Design Edge’s Matt Nuccio on creativity, innovation and fighting for inventor rights
For over 30 years, Design Edge has been a leading development and sourcing agency in the world of toys and games (as well as across sectors including gifts, food, beverages, housewares and hardware).
Matt Nuccio started at Design Edge aged 14, as soon as his parents – Mark and Linda – launched the company (or as he puts it “whether I agreed to it or not, I was an employee from day one”). Since then, he has seen the firm grow to be a sizable force, boasting a 5,000 square foot facility complete with its own photography studio, computer lab, model making shop and a recording studio.
We caught up with Nuccio to find out more about life at Design Edge, as well as about his work fighting for inventor rights and lobbying for patent reform in Washington as part of the board of directors for the United Inventors Association of America (UIA).
How did you start out in the world of toy and game design?
I grew up in the toy business. My first paying gig was as a model on the HG Toys “Dukes of Hazard” play-sets. At the time, my father was VP of design and marketing. I often spent Saturdays hanging out and tinkering in their model shop. By the time I was 14 years old, my folks started Design Edge out of the family garage. Whether I agreed to it or not, I was an employee from day one.
By the time I was in my twenties, Design Edge had moved to Madison Ave and had grown to a sizeable studio. We were working on a wide array of toys and were designing games for Barbie, play ovens, packaging and moulds for Creepy Crawlers, packaging for Match Box, concept renderings for Tickle Me Elmo… the list really goes on an on. My father really had a great work ethic, which I’m proud to say rubbed off on me.
Within a few short years of finishing up my degree at F.I.T., I was running Design Edge. Our services expanded from graphic design and model making to include sourcing as well. We opened our first office in Hong Kong in 2004. In the year 2017 alone, we worked with over 100 juvenile products companies.
We have a 5,000 square foot facility complete with our own photography studio, computer lab, model making shop and a recording studio. We’re located on the Gold Coast Movie studio lot, which is the east coast’s largest filming facility where everything from Americas Got Talent, Kevin Can Wait to Spider-Man, TMNT 2, John Wick and the upcoming Oceans 8 were filmed.
How did Design Edge come about and is there one common element that unites everything you guys create?
It’s always been important at Design Edge to give back and help the toy industry grow. For four years I served as the co-chairmen of the Toy Industry Associations (TIA) associate panel, representing all designers and inventors in the industry.
At the time, inventors, designers, sales reps and peripherals of the toy industry couldn’t be full members of the TIA. Over the course of my chairmanship, we managed to merge the panels so everyone in the industry could enjoy the same perks.

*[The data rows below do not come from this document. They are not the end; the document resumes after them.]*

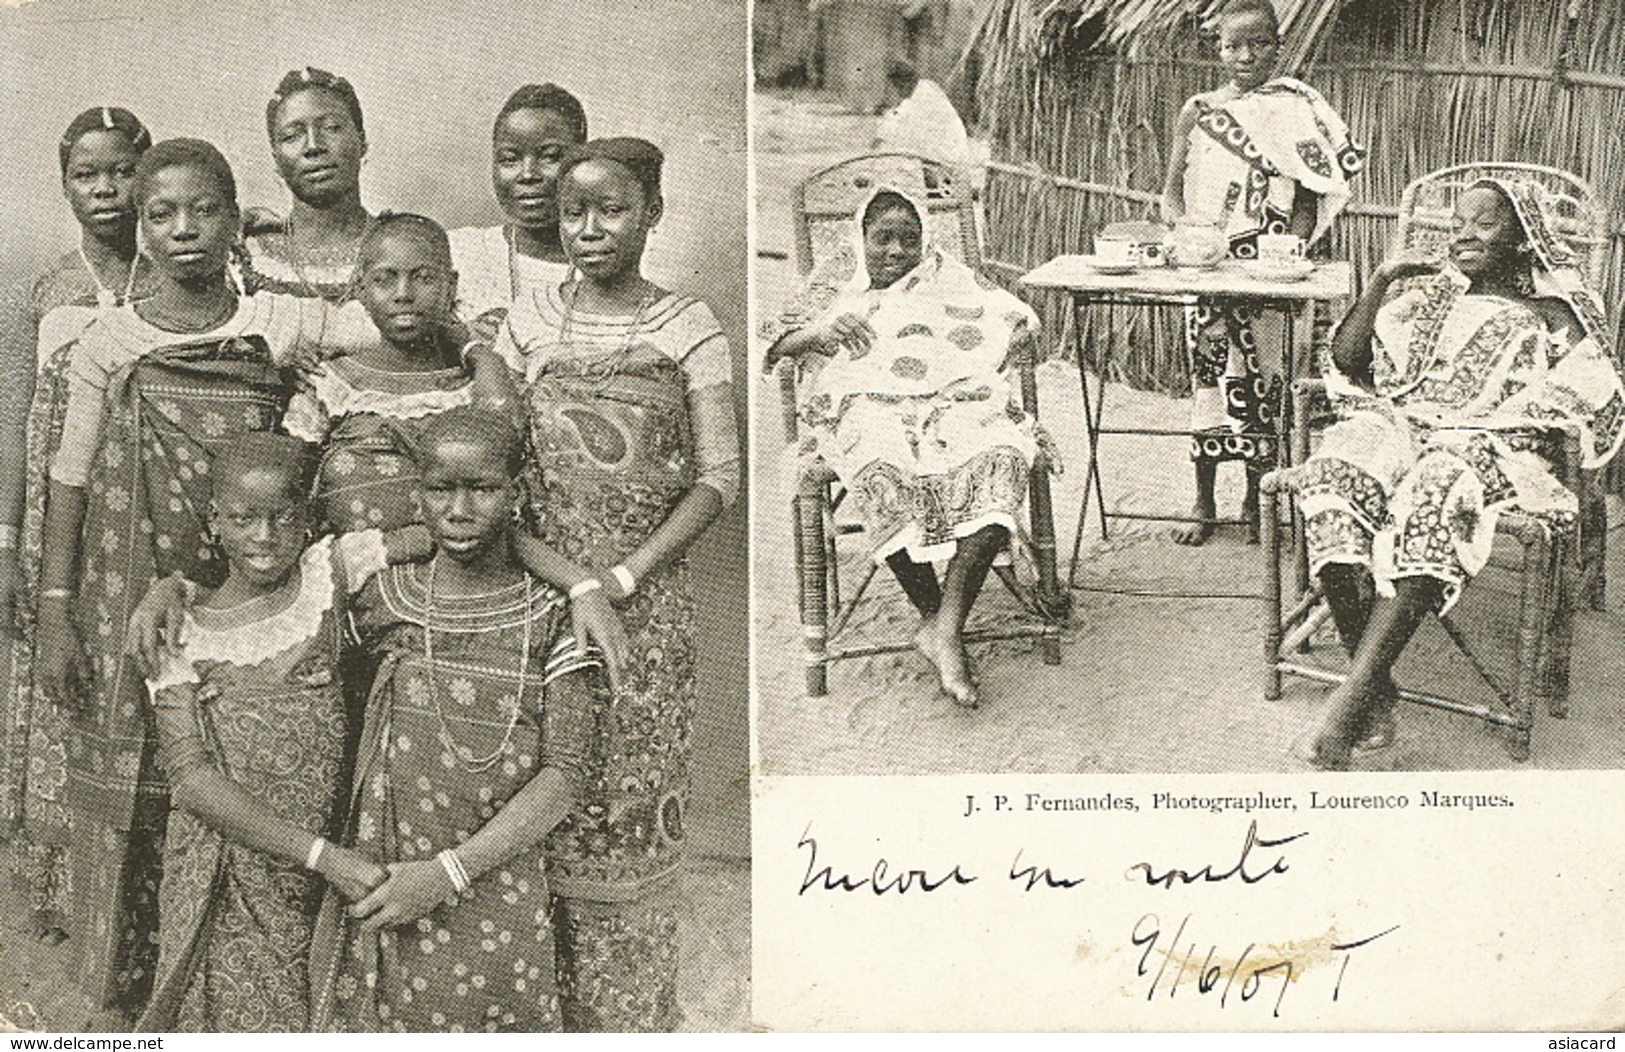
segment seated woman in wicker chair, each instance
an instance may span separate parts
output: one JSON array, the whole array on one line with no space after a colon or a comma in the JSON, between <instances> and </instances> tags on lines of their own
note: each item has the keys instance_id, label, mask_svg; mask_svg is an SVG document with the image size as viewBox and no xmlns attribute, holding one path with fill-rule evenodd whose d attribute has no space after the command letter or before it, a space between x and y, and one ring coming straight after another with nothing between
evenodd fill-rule
<instances>
[{"instance_id":1,"label":"seated woman in wicker chair","mask_svg":"<svg viewBox=\"0 0 1625 1052\"><path fill-rule=\"evenodd\" d=\"M927 214L877 190L857 213L856 243L816 268L763 335L768 368L794 357L812 373L801 387L802 455L845 483L875 559L923 618L920 653L943 692L974 708L965 619L1019 530L1038 449L1004 370L1038 319L931 244Z\"/></svg>"},{"instance_id":2,"label":"seated woman in wicker chair","mask_svg":"<svg viewBox=\"0 0 1625 1052\"><path fill-rule=\"evenodd\" d=\"M1282 473L1353 657L1325 722L1296 749L1318 768L1392 742L1394 662L1483 568L1502 511L1575 512L1551 437L1578 433L1595 468L1625 426L1603 313L1536 187L1484 180L1463 192L1449 264L1378 268L1332 343L1339 422ZM1385 303L1402 279L1413 280Z\"/></svg>"}]
</instances>

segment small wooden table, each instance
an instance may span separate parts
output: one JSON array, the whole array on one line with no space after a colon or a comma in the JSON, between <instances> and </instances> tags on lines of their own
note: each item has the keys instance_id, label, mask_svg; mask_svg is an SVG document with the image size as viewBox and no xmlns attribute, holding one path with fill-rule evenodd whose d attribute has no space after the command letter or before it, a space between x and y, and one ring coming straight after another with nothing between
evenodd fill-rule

Today I sit on the board of directors of the United Inventors Association of America (UIA). The UIA is the worlds largest inventor advocacy group. We fight for inventor rights and lobby for patent reform in Washington.
What’s been the biggest toy industry evolution that you guys have had to adapt to since launching back in 1987?
Well, in over 30 years a lot of has changed. When I started we were still designing without computers. We’d use markers and rulers and all that traditional 2D rendering stuff. It was my mother who brought in the first Mac to Design Edge and she taught herself Photoshop way before the curve. Her foresight put us light years ahead of other design firms at the time. Since then, we’ve stayed on top of trends, both as designers and as manufacturers.
How do you stay creative?
I stay creative by default. I’m always creating, whether it’s design, painting or playing music. I also like to discuss the state of design and the toy industry itself. I’m just really into it. It’s something I enjoy and I’m fortunate that my hobby is also my job.
Is the world of toys and games in a good place creatively at the moment?
As far as I’m concerned, it’s the greatest place to be creative. I have creative friends in the toy industry all over the world and we often get together and discuss toys, bounce ideas around and really get into the dirt of it.
How was 2017 for Design Edge?
2017 was a great year for Design Edge. Without giving you too much detail, we started working with several big time movie producers and we negotiated the rights to bring some great classic toys to the big screen. Also, aside from working on dozens of great toys for many companies, we landed several of our own inventions with Fisher Price, Spin Master, Goliath, Endless Games and Cortex. We’re really looking forward to a great 2018.